“MusicLM: Generating Music From Text,” submitted to arXiv on January 26, 2023 by Andrea Agostinelli, Timo Denk, Zalan Borsos, and colleagues at Google, generated high-fidelity music from a text description such as “a calming violin melody backed by a distorted guitar riff.” It built on the AudioLM framing of audio as a hierarchy of tokens, casting text-to-music as a sequence-modeling task and producing music that stayed consistent over several minutes - a much harder feat than the short clips earlier systems managed.
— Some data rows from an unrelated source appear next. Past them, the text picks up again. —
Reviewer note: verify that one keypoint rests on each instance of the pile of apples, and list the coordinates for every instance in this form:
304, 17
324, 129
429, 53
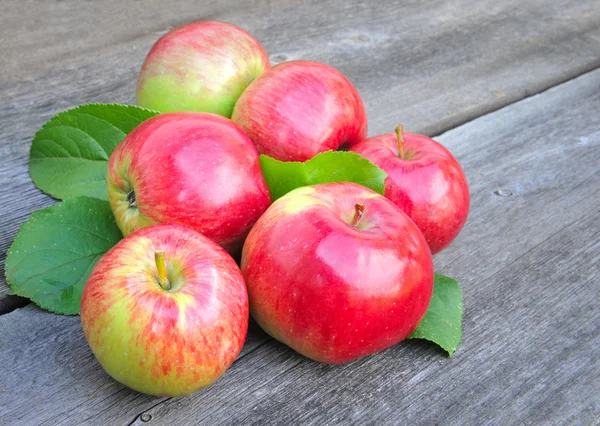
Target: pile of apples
335, 271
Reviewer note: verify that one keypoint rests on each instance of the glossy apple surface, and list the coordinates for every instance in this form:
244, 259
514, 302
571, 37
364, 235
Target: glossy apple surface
425, 181
163, 341
204, 66
298, 109
194, 169
331, 284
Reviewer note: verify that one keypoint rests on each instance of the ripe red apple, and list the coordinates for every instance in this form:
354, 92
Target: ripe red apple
424, 180
165, 311
300, 108
195, 169
203, 66
337, 272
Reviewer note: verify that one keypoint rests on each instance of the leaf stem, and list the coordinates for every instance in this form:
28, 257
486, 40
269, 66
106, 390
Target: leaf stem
359, 209
399, 130
159, 258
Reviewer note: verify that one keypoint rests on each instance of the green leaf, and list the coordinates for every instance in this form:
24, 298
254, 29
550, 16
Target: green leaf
69, 154
330, 166
442, 324
56, 249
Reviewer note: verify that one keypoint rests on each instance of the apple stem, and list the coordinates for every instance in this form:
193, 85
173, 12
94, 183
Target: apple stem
359, 209
399, 131
159, 257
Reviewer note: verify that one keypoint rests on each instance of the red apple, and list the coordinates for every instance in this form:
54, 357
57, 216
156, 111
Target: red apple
203, 66
424, 180
337, 272
165, 311
195, 169
300, 108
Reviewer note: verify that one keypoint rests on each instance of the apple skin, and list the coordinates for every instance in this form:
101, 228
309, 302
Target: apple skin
298, 109
203, 66
332, 291
428, 184
165, 342
195, 169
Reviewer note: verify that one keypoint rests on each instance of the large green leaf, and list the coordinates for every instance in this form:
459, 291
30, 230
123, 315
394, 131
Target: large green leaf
443, 321
69, 154
56, 249
330, 166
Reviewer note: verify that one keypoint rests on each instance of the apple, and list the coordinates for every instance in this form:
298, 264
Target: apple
195, 169
337, 272
424, 180
165, 311
203, 66
298, 109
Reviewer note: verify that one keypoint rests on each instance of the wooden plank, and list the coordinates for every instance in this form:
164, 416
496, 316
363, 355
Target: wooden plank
49, 376
430, 65
528, 264
531, 326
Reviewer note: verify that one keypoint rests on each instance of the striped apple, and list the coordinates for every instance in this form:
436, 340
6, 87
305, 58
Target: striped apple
165, 311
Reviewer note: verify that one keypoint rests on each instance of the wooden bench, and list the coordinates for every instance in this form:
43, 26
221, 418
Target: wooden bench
511, 88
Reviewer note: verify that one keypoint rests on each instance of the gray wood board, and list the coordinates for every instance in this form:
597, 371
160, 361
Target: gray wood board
528, 264
430, 66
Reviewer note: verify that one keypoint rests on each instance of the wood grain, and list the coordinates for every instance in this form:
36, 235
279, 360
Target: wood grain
428, 65
528, 264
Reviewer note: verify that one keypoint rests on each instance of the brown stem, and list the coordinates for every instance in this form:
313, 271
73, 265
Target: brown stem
359, 210
159, 257
399, 131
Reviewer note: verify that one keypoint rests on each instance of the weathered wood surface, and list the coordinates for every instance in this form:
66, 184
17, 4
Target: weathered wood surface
528, 262
529, 266
431, 65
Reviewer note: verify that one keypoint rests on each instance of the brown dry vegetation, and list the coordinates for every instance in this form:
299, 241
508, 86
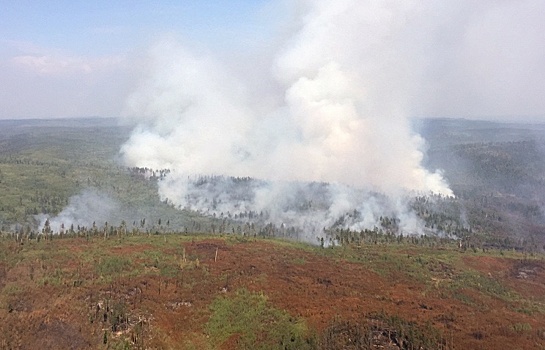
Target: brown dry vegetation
156, 292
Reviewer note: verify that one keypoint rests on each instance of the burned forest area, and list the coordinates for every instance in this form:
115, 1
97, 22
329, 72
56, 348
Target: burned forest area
92, 256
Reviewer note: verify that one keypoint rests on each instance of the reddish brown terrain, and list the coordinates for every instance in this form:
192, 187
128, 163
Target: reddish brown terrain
155, 292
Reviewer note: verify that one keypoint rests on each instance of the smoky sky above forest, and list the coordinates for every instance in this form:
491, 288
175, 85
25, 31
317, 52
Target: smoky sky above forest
328, 97
426, 58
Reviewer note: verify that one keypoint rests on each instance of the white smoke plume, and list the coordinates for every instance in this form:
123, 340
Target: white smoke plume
342, 86
83, 210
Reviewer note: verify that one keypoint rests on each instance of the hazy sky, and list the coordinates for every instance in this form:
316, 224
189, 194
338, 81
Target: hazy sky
85, 58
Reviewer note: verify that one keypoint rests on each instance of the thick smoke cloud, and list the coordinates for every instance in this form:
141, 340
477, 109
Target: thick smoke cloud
343, 115
343, 87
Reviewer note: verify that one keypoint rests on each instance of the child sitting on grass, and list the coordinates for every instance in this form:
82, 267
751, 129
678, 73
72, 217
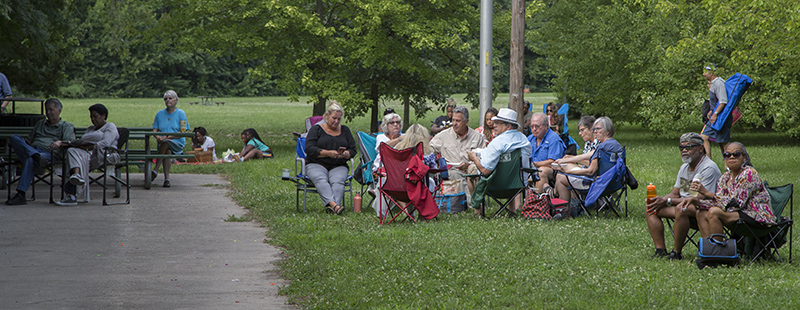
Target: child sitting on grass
253, 146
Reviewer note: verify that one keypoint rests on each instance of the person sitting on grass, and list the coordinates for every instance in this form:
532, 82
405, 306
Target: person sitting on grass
86, 154
253, 146
202, 142
698, 175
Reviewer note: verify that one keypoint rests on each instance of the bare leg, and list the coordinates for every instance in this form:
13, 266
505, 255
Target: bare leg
706, 145
656, 226
681, 227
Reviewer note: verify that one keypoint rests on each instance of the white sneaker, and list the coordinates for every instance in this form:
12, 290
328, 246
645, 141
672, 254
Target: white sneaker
69, 201
77, 180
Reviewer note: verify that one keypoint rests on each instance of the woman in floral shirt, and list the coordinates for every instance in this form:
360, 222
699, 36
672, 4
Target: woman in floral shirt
741, 194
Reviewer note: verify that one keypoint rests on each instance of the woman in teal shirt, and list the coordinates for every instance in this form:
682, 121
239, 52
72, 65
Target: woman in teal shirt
253, 146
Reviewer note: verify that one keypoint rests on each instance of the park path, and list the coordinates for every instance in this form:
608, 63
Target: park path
169, 249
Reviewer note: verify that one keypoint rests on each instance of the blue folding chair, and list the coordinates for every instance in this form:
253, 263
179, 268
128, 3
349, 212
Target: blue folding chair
303, 183
608, 190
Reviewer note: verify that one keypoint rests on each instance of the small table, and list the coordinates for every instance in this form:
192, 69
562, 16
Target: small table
206, 100
148, 163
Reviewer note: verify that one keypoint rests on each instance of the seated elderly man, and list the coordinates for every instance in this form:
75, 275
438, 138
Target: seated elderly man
697, 177
507, 139
547, 147
453, 144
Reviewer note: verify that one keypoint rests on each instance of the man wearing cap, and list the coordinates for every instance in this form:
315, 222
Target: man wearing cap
717, 98
453, 144
698, 175
546, 146
507, 139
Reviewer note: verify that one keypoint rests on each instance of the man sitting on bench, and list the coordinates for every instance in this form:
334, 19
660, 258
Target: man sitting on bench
34, 152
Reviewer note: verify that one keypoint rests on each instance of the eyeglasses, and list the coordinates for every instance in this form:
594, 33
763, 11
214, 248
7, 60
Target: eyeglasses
687, 147
734, 154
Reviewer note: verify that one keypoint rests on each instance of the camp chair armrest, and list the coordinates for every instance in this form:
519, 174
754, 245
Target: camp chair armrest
530, 170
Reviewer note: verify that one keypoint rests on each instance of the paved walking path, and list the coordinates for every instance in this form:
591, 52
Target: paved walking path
169, 249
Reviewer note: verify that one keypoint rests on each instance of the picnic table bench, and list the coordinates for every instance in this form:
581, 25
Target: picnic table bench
137, 157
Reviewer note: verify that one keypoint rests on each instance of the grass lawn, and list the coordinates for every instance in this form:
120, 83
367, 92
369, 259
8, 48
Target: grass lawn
463, 262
MusicLM could be conditioned on text alone or on text plus a hummed or whistled melody, letting a user sketch a tune and have the model render it in a described style. Alongside the model, the team released MusicCaps, an evaluation dataset of 5,500 music-text pairs with rich descriptions written by human musicians, to give the field a shared yardstick.
Google did not release the MusicLM model itself at first, citing the risk of copying copyrighted material from training data, an early signal of the legal tension that would soon engulf AI music. A limited public version appeared later in Google’s AI Test Kitchen.
Why business readers should care: MusicLM proved that text-to-music could produce long, coherent, controllable pieces, setting the technical bar that consumer products like Suno and Udio would race to clear - and surfacing the training-data and copyright questions that now dominate the AI music business.